Es sind berührende Begegnungen, die Evelyne Binsack (48) zurzeit in Nepal erlebt. «Mit wie viel Ruhe die Menschen hier durchhalten, bewegt mich tief», sagt die Extrem-Bergsteigerin. Es ist ihre neunte Reise nach Nepal, doch diesmal hat sie ein neues Ziel: den Menschen zu helfen.

«Nach dem ersten Erdbeben am 25. April 2015 hat in der Schweiz auch mein Herz gebebt», sagt Binsack. Es habe sie an ein Versprechen erinnert, das sie vor 16 Jahren einem fünfjährigen Mädchen gab. «Sein Vater schickte es los, um nach Geld zu ­betteln. Ich hatte aber nichts dabei. So versprach ich, zurückzukommen und ihrem Land zu helfen.»

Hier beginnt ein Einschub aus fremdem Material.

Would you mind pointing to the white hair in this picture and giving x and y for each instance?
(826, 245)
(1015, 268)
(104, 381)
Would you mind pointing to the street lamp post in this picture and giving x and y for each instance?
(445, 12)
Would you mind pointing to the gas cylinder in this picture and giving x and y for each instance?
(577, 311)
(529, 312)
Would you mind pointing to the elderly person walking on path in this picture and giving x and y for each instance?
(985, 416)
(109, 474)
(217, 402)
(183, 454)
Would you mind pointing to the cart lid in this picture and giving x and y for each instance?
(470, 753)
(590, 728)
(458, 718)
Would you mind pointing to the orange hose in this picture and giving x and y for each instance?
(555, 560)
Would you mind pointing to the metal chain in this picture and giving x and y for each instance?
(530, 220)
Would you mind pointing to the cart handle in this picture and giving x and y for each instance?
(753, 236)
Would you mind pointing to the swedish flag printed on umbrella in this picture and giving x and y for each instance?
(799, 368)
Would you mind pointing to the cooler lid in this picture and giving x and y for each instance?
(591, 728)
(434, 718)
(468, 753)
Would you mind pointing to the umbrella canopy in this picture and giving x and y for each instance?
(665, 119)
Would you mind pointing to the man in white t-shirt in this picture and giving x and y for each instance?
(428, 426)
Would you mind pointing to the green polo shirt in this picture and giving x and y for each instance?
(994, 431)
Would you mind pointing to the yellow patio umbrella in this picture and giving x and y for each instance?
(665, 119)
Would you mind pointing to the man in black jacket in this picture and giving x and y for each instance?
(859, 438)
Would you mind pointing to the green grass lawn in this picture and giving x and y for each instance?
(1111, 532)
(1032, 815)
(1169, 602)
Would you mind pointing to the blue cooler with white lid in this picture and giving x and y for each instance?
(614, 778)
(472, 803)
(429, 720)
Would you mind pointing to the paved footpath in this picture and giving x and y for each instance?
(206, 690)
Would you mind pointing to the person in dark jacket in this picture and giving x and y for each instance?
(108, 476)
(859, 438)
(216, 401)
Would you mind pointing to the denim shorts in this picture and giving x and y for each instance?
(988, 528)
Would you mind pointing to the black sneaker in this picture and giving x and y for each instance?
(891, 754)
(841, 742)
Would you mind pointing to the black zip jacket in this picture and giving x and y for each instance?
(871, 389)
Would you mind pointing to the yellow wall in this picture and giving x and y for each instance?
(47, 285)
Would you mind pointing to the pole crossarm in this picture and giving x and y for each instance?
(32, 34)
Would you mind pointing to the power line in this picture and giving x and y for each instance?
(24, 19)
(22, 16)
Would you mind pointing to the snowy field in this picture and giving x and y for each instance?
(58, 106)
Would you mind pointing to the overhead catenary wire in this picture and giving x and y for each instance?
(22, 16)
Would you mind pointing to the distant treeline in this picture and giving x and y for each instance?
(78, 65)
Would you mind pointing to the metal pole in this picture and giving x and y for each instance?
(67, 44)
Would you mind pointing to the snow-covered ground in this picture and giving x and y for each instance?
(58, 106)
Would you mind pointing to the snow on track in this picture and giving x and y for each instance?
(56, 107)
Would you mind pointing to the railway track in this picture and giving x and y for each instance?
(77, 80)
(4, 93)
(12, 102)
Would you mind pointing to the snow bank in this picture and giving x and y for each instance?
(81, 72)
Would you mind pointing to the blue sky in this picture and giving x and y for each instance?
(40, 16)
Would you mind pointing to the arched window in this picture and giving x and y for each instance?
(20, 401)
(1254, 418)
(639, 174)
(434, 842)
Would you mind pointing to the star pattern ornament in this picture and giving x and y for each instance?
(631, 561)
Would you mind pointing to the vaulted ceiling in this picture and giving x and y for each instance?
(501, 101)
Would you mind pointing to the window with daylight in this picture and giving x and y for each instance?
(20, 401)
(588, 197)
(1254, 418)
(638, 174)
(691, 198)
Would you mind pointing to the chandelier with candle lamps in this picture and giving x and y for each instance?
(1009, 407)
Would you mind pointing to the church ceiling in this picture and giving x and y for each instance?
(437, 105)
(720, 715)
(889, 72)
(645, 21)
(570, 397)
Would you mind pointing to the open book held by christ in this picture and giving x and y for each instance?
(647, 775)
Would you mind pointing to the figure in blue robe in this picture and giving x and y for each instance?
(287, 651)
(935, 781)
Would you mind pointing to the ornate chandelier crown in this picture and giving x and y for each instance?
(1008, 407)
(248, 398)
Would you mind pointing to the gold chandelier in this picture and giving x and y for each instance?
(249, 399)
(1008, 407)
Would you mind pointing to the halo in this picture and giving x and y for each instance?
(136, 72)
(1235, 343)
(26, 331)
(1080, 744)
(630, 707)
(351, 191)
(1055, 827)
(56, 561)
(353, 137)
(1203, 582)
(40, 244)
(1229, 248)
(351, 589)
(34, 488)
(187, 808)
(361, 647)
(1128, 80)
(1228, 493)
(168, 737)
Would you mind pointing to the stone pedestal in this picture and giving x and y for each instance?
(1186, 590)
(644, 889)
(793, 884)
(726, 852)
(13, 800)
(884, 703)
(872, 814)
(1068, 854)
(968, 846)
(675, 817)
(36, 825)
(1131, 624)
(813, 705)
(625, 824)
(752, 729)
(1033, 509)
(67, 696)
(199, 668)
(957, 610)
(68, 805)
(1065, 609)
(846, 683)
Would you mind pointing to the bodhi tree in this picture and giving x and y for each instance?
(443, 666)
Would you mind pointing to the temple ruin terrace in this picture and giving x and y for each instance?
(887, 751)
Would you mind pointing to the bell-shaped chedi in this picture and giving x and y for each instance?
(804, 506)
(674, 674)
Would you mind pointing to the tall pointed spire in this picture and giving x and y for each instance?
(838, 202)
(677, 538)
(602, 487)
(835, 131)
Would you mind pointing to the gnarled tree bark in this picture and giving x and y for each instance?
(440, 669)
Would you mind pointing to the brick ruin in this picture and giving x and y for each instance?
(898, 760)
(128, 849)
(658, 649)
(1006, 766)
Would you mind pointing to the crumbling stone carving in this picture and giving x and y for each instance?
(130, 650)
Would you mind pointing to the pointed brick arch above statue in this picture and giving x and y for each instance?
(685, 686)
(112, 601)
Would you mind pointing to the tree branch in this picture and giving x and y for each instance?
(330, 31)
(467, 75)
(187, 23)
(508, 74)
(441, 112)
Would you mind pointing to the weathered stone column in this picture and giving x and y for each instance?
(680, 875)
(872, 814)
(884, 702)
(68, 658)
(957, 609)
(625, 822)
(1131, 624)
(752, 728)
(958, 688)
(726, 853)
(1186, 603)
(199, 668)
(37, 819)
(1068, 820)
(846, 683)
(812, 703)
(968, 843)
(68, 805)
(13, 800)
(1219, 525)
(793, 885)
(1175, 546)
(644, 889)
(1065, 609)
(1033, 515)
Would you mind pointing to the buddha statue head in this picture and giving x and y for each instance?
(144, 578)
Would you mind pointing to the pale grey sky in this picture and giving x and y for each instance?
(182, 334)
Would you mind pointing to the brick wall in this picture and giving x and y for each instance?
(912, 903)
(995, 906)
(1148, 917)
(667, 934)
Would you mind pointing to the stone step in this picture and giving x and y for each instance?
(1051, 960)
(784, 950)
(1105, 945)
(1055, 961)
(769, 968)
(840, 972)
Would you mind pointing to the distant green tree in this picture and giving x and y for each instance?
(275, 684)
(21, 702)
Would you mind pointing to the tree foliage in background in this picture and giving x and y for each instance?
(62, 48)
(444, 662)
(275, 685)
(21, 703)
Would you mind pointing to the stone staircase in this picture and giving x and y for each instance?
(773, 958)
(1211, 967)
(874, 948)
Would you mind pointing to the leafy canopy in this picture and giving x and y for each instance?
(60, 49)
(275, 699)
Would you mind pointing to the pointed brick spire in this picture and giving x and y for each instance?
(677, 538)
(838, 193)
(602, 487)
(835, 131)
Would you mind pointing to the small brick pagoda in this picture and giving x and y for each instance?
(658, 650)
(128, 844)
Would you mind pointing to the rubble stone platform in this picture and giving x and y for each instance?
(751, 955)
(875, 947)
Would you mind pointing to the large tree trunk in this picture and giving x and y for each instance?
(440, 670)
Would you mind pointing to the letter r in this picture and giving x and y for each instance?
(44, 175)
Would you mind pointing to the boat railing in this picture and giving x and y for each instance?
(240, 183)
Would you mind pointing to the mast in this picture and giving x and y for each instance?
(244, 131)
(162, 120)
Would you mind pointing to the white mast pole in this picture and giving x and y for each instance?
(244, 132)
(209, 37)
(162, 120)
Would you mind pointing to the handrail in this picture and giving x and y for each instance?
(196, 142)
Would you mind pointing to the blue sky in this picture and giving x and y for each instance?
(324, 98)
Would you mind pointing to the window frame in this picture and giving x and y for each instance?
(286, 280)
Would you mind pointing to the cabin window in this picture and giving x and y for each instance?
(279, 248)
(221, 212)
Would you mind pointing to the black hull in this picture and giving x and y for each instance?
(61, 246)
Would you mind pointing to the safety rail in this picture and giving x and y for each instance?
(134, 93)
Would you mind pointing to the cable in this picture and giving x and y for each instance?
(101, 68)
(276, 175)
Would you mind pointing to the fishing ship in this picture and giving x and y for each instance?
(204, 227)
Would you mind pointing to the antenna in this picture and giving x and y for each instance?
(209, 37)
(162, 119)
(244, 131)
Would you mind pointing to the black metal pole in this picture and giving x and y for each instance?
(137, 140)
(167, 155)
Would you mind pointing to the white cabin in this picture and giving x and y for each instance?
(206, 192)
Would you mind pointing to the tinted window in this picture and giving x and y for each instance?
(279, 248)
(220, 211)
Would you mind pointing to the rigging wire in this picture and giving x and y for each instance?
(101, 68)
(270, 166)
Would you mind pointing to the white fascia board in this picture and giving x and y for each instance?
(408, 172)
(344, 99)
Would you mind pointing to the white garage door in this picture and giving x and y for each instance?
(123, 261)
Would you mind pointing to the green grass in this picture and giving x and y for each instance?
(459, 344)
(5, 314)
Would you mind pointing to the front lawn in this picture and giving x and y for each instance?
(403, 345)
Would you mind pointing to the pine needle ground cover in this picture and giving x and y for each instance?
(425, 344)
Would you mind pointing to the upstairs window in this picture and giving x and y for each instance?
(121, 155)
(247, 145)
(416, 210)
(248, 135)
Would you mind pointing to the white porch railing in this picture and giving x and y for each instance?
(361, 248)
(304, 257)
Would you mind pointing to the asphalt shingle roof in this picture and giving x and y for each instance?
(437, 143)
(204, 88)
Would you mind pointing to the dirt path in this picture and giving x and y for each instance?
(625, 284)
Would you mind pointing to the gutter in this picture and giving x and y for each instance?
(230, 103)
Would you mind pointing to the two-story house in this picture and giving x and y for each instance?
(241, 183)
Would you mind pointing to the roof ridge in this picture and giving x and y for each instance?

Selbstkritisch ergänzt die Bernerin: «Ich kam danach oft zurück – aber nur, um meine Leistungen voranzutreiben.» Erst durch die Naturkatastrophe erinnerte sie sich wieder an die Begegnung mit dem kleinen Mädchen mit den schwarzen, mandelförmigen Augen. In den letzten Monaten hat die Bernerin durch die sozialen Medien und bei ihren Vorträgen Spenden gesammelt, «und meine Bekannte Kathrin Imobersteg hat Pullöverchen und Käppli für die ganz Kleinen gestrickt».

Diese hat die Bergführerin nun nach Nepal zu einem Kinderhilfswerk gebracht. «Die Kleinen wurden von ihren Müttern abgegeben, weil sie zu arm sind, um sich um sie zu kümmern.» Binsack ist froh, dass sie mit dem Spendenkonto «Direkthilfe Erdbeben Nepal» viel leisten kann. «Wir haben vier Projekte am Laufen.» So auch den Dachbau für ein Altersheim.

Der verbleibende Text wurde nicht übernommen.